The role of GSTP1 in non-small cell lung cancer

Abstract

The unsatisfactory outcomes often encountered in the treatment of non-small cell lung cancers can be attributed to multiple drug resistance, tumour metastases, and tumour recrudescence. Recently, these features are suggested to be modulated by cancer stem cells (CSC) which is a subpopulation of tumour cells with special phenotypic characteristics such as enhanced survival, resistance to toxicity, cell invasion and migration, as well as maintenance of low intracellular levels of reactive oxygen species (ROS). Targeting CSC has been suggested as an essential approach for long-term eradication of tumours. Previous data have demonstrated Ca2+and calmodulin-dependent protein kinase Ⅱα (CaMKⅡα) could regulate CSC, and CSC isolated from NSCLC cell lines using well recognized surface markers contained lower levels of ROS. Accordingly, this study hypothesizes CaMKⅡα could play a role in the control of ROS levels through regulation of REDOX enzymes.
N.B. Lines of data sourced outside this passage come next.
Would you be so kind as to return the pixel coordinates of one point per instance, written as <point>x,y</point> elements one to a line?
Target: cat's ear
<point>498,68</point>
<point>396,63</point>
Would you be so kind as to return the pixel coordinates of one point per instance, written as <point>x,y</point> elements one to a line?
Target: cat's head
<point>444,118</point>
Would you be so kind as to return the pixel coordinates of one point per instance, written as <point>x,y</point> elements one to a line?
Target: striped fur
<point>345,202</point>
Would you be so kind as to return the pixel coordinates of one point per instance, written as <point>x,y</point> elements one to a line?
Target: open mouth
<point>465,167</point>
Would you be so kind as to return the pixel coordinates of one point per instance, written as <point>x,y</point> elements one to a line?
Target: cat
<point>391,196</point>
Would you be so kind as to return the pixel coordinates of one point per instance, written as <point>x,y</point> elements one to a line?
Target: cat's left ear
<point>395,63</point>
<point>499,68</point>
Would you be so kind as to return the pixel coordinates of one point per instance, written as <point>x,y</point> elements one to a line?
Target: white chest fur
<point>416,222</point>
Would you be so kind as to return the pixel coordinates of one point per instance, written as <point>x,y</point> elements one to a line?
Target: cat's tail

To investigate this possibility, the effects of CaMKⅡα on the expression of the master ROS regulator nuclear factor erythroid-2-related factor 2 (NFR2) and its downstream targets were examined using in vitro models. Results from western blot analysis showed a higher level of activated, nuclear NRF2in cells over-expressing CaMKⅡα than that in control cells. Furthermore, amongst five NRF2 downstream targets, glutathione S-transferase P1 (GSTP1) showed the most consistent change in mRNA expression upon CaMKⅡα manipulation by pharmacologic or genetic approaches. In the literature, GSTP1 has not been shown to affect CSC properties. Thus, the in vitro analysis of self-renewal ability was studied in NSCLC cells with transient GSTP1 knockdown, which led to reduced cell sphere and colony formation, respectively. Together, the data showed maintenance of low intracellular ROS levels by regulation of NRF2/GSTP1 expression is a potential mechanism through which CaMKⅡα modulates CSC self-renewal capacity. The anti-oxidant action of CaMKⅡα/NRF2/GSTP1 pathway might be a novel treatment for NSCLC. Further studies using stable genetic manipulation of GSTP1 and in vivo models would provide further support for this hypothesis.